- Self-Learning algorithms that done by feeding datasets. "Computer Scientists discovered math and called it machine learning"
- Deep Learning is part of machine learning is part of artificial intelligence. There are some basic algorithms that can mimic what things do in artificial learning.
- Artificial intelligence is mimicking what humans can do such as image recognition, driving.
- Machine learning is around data analysis aspect of Artificial Intelligence. Lots of math around neural networks, math algorithms.
- Big Foot Sightings DB: http://www.bfro.net/GDB/
- Gather data. Build a model. Make predictions from that model.
- Target: the thing you want to predict.
- Features: Things that affect the thing we want to predict.
- Encoding: converting non-numeric data to numeric data
- Imputation: replacing nulls with meaningful defaults
- One-Hot Encoding is turning text into numbers by defining an array of numbers that match that text
- Boolean Encoding
- Pick out your algorithms. There are several.
- Set some of your data as training data and some data as test data. For example, take 80 percent to train and 20 percent to test with. You can also round-robin it with different buckets of test/train data so you can use all your data to do both. From that, you get a model.
- Then you run it, and it fails.
- Target leakage: when you something you thought was a feature, but it is actually the target. For example, say you are targetting power, and you are using voltage and amperage as a feature. Voltage and amperage is power, so your data will be overfitted.

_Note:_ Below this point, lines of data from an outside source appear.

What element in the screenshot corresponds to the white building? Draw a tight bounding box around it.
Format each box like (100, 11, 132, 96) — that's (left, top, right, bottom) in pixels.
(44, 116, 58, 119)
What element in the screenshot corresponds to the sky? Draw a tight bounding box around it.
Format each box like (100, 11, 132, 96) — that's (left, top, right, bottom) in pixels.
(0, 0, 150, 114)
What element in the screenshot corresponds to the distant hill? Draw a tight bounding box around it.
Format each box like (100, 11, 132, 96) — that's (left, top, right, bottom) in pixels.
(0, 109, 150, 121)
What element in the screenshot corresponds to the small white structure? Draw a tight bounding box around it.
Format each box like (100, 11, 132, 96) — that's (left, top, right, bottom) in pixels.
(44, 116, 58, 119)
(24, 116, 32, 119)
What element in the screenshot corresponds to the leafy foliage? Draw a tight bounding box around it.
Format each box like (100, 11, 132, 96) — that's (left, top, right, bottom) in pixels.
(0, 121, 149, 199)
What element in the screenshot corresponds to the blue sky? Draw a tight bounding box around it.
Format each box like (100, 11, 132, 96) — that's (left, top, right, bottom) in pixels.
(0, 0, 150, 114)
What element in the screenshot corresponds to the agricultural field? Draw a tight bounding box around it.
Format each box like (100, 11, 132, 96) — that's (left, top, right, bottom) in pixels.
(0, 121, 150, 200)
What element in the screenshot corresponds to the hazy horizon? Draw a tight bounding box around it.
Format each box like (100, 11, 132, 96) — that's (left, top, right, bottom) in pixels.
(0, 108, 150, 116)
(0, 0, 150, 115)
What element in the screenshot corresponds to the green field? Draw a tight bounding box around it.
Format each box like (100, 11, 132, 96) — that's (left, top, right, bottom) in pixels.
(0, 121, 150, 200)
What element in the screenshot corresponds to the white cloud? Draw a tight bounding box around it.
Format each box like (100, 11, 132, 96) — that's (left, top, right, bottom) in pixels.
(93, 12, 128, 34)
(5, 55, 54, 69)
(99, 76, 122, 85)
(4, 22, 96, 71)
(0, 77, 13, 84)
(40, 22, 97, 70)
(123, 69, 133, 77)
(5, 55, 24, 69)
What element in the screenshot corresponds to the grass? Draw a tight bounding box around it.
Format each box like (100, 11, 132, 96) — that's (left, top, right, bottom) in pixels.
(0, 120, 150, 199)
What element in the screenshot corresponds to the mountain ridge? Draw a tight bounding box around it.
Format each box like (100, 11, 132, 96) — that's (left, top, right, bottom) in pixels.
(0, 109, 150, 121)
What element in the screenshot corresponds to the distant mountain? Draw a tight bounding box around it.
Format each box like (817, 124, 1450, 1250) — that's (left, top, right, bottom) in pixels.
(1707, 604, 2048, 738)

- Maybe you picked the wrong features or is missing some features you didn't account for.
- Maybe it's not enough data
- You are trying to find the trend of the data and understand its pattern as opposed to directly fitting because the model always knows what its looking at and can't deviate correctly when it finds a new thing.
Basically a prediction method looks like this.
let features = [f1, f2, f3]
let predicition = model.predict(features);
- For example, predict how much gold a dragon has based upon its age, color, health, and the value of its treasure
- So you get a test data with these columns and randomly take test data
- Then you can ask, if I provide age, color, and health, then what is the hoard value the dragon keeps?
- Classification is about predicting categories versus regression which is predicting a number. If you wanted to ask, depending on the hoard value, health, and age -- what is its color <-- that's a classification question.
- Clustering is unsupervised classification. I have a big pile of data and having the algorithm sort it into categories for you.
- Figuring out a positive vs negative score tells you how what oddities are about the data. And now you can reuse that model in order to predict how well the new data rows fit into the bar.
- It is simply predicting the future. Reliability degrades over length over time.
- it's forecasting in the past. It's predicting something in the past and comparing the forecast to what actually happened.